Le débat s'est engagé entre quatre participants, vieux routiers de l'internet, autour du thème de l'hébergeur et de sa définition pratique.
– Benjamin Bayart, dirigeant de l'association FDN depuis 1991, explique qu'en réalité la notion d'hébergeur est issue d'une volonté d'identifier un responsable éditorial sur lequel les requérants pourront agir pour attenter aux contenus sur les réseaux. Selon Benjamin Bayart, il serait plus pertinent de parler d'intermédiaires techniques lesquels seraient entre les auteurs de contenus et leurs lecteurs ou spectateurs. Chaque intervenant technique est protéiforme et exerce simultanément plusieurs métiers afin d'accomplir sa ou ses missions sur le réseau. Un moteur de recherche peut ainsi devenir hébergeur d'image et de contenus lorsqu'il affiche des contenus (images, vidéo, textes) puis afficheur de contenus (annonces publicitaires). L'hébergeur n'est pas un acteur identifiable et n'est pas cité comme tel dans la loi française.

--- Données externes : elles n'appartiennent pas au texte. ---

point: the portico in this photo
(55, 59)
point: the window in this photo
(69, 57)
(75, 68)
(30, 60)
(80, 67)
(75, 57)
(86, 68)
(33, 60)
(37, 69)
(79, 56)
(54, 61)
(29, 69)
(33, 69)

C'est une fonction qui ne peut pas faire l'objet d'une réglementation.
– Dominique Morvan, ex-dirigeant d'Internet Fr de 2004 à 2010 explique que l'hébergeur c'est celui qui opère un data center dans lequel sont accueillis et maintenus des serveurs délivrant les contenus figurant sur leurs disques. Ce métier impose rigueur et réactivité en ce qu'il se situe techniquement au croisement des éditeurs de contenus, des fournisseurs d'accès et des internautes. Le législateur ne connait pas ce métier qui est exercé par des spécialistes. Pourtant la police spécialisée connait très bien les hébergeurs vers lesquelles elle se tourne très vite pour connaitre les données hébergées sur les machines, quand elle en a besoin. De là, on peut imaginer la possibilité ou la tentation de pouvoir éventuellement les contrôler voire les censurer. L'hébergeur, c'est celui sur lequel tous les plaignants vont "taper" afin qu'il censure les contenus ou qu'il résiste à la censure des contenus. Le métier existe en tant que tel et il serait utile de le définir juridiquement.
– Pierre Col, ex directeur marketing de Jet Multimédia et actuel directeur marketing d'Antidot, éditeur de logiciels spécialisé dans les moteurs de recherche, s'interroge sur le manque de précision des critères permettant de dire d'un intermédiaire technique qu'il est un hébergeur. Il s'étonne de cette lacune béante dans la loi du 21 juin 2004 (Lcen) et s'interroge sur les conséquences de cette absence sur la responsabilité des grands sites de diffusion vidéo ou de ventes aux enchères, ainsi que des réseaux sociaux. Pour lui, ce flou artistique pose des questions notamment en terme de diffusion de contenus et en termes de droit d'auteur : où finit l'hébergeur, où commence l'éditeur ? Certains acteurs techniques du net profitent de la création d'autrui de manière abusive. Il est important de mieux définir les intermédiaires et peut-être de rechercher qui fait quoi.
– Olivier Iteanu, avocat spécialisé en droit des nouvelles technologies, rappelle tout d'abord qu'une définition en creux de l'hébergeur a été fixée par la Cour de Justice de l'Union Européenne: c'est l'acteur technique qui se contente d'accomplir sa mission sans intervenir sur le contenu qui lui a été confié. Cette notion matérielle s'oppose à la notion morale développée par Benjamin Bayart lequel considère qu'un intermédiaire technique doit accomplir sa mission, y compris en intervenant sur le contenu. Pour Olivier Iteanu, il est fondamental de proposer des points de chute procéduraux permettant de régler les conflits de droit pouvant surgir à l'initiative des ayants-droits, de victimes de diffamation, d'atteintes à l'image, … La liberté étant la règle et la censure l'exception, il est important de pouvoir atteindre précisément les responsables éventuels. A ce titre, Olivier Iteanu pointe la relative incompréhension existant entre les milieux juridiques et techniques. Il plaide pour une meilleure concertation des acteurs du net.